A recent study by Hope College Professor Dr. Rodrigo Serrão is one such example. Along with Dr. João Chaves of the Hispanic Theological Initiative, Serrão investigated the reactions and responses of three churches of the Brazilian diaspora in south and central Florida during the initial shutdowns induced by COVID-19. After viewing and listening to more than 50 online sermons, delivered in Portuguese and during the months of March, April and May, the two scholars found that “Brazilian immigrant churches in Florida reacted to the pandemic in civil, theological, and practical ways,” they wrote in “Immigrant Evangelicalism in the COVID-19 Crisis” for the International Journal of Latin American Religions.

Dr. Rodrigo Serrão

“Because we both are Brazilians, we thought that we should try to find what is the response for these 100 percent Brazilian-focused church (in America),” said Serrão, assistant professor of sociology who began teaching at Hope this fall. “We knew that there was a lot more going on behind the cameras, but we said, ‘let’s take what they are saying in front of the cameras and let’s use that to see what they are doing.’”

In their attentive viewing of hours and hours of Facebook and YouTube sermons, Serrão and Chaves found that the three Brazilian churches responded in three primary ways.

“You have a lot of overlaps in how evangelicals in the United States think and how Brazilian evangelicals think. They share a lot of the same theology.”

First, the immigrant churches’ pastors encouraged their membership to comply with the authorities’ guidelines. 

“Just to contextualize a little bit for you, in Florida, you had some (mainline) churches who were really angry about government restrictions,” Serrão observed.  “In fact, one pastor of a megachurch there was arrested for having in-person services during the shutdown. But immigrants don’t have that luxury. I’m not saying that they weren’t as angry as those other pastors, but they had to show to their membership that they would follow the law. They are already a stigmatized population with labels attached like ‘undocumented’ or ‘illegal.’ They didn’t want that (stigmatization) to continue by not following the rules.”

The second finding from the study deduced that the sermons delivered by the immigrant churches’ pastors often had apocalyptic undertones.

“This was expected, especially if you think in terms of how evangelicalism in Brazil is a continuation of American missionaries’ message,” Serrão explained.  “You have a lot of overlaps in how evangelicals in the United States think and how Brazilian evangelicals think. They share a lot of the same theology.”
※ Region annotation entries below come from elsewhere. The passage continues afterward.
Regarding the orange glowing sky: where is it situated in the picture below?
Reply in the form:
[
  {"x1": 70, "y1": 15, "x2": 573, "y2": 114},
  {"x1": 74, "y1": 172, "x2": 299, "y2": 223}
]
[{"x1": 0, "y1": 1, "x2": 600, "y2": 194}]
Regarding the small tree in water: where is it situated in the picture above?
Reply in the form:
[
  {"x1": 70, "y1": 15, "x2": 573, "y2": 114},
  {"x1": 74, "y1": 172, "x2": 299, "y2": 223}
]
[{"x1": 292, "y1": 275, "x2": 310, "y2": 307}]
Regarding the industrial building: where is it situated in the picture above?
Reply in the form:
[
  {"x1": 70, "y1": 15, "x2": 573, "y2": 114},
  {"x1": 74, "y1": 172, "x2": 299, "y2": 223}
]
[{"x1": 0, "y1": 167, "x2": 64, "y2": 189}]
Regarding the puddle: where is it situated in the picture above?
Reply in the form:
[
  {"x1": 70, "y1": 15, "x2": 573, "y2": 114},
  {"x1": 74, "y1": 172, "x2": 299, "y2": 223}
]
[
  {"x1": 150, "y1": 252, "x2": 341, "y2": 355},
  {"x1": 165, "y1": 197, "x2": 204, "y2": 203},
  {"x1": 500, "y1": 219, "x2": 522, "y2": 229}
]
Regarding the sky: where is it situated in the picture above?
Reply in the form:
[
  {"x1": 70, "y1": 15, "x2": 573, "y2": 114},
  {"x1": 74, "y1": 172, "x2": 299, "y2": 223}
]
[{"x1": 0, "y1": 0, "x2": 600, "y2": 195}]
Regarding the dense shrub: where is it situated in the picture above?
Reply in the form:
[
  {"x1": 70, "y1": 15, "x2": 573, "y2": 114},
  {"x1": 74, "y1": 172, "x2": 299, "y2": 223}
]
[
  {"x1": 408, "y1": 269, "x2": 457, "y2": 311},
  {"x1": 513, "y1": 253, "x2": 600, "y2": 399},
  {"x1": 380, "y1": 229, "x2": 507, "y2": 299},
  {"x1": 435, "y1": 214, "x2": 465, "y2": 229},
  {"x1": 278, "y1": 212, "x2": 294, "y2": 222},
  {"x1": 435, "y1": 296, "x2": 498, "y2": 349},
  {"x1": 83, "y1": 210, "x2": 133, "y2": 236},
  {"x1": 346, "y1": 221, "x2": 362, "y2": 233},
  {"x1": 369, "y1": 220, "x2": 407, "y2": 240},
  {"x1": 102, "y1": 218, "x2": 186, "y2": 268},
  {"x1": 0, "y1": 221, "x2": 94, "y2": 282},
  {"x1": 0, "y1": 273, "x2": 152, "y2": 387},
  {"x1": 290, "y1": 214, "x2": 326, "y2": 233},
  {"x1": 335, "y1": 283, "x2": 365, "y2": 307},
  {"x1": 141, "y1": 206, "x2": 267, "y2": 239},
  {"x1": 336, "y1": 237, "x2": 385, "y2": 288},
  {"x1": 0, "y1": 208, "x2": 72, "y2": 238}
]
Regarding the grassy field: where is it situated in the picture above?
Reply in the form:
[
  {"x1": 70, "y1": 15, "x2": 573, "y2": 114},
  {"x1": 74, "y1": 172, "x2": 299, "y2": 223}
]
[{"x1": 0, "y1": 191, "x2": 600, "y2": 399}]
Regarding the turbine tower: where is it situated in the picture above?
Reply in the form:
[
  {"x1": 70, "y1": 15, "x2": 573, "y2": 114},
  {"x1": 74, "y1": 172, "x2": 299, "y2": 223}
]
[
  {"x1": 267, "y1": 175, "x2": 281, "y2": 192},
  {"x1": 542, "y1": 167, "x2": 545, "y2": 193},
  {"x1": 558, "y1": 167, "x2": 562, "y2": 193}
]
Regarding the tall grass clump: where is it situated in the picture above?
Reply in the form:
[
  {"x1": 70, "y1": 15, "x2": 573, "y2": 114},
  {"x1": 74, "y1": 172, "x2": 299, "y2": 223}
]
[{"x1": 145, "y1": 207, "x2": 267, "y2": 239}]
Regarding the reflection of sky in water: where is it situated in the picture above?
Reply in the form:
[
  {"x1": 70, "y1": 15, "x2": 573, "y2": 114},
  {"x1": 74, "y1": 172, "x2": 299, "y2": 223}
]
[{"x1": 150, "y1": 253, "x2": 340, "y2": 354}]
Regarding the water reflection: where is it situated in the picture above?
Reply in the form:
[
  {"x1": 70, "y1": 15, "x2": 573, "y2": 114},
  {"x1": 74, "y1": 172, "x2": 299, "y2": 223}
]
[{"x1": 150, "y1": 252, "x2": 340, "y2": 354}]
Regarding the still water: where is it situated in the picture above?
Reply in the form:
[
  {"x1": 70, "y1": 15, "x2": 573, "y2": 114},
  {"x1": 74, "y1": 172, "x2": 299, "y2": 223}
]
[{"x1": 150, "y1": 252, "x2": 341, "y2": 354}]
Finally, the immigrant churches responded to the initial impact of the pandemic with practical acts of service and care by organizing food pantries and donations for members in need.

“It was clear that they knew they had to put their personal resources into action, and that they very much wanted to,” said Serrão. 

This research resulted in one of the first papers to be published about church response to the pandemic, Serrão added. Fast access to online video helped with speedy data collection as did his prior knowledge of the churches he researched. 

“Just because data was readily available, we still made sure that we were thorough and systematic on what we were looking for and not give up, even when the audio was difficult to hear sometimes,” he said. “Consistency and persistence got us what we needed.”

Serrão and Chaves are now in the process of translating their article into Portuguese for inclusion in an edited book in Brazil.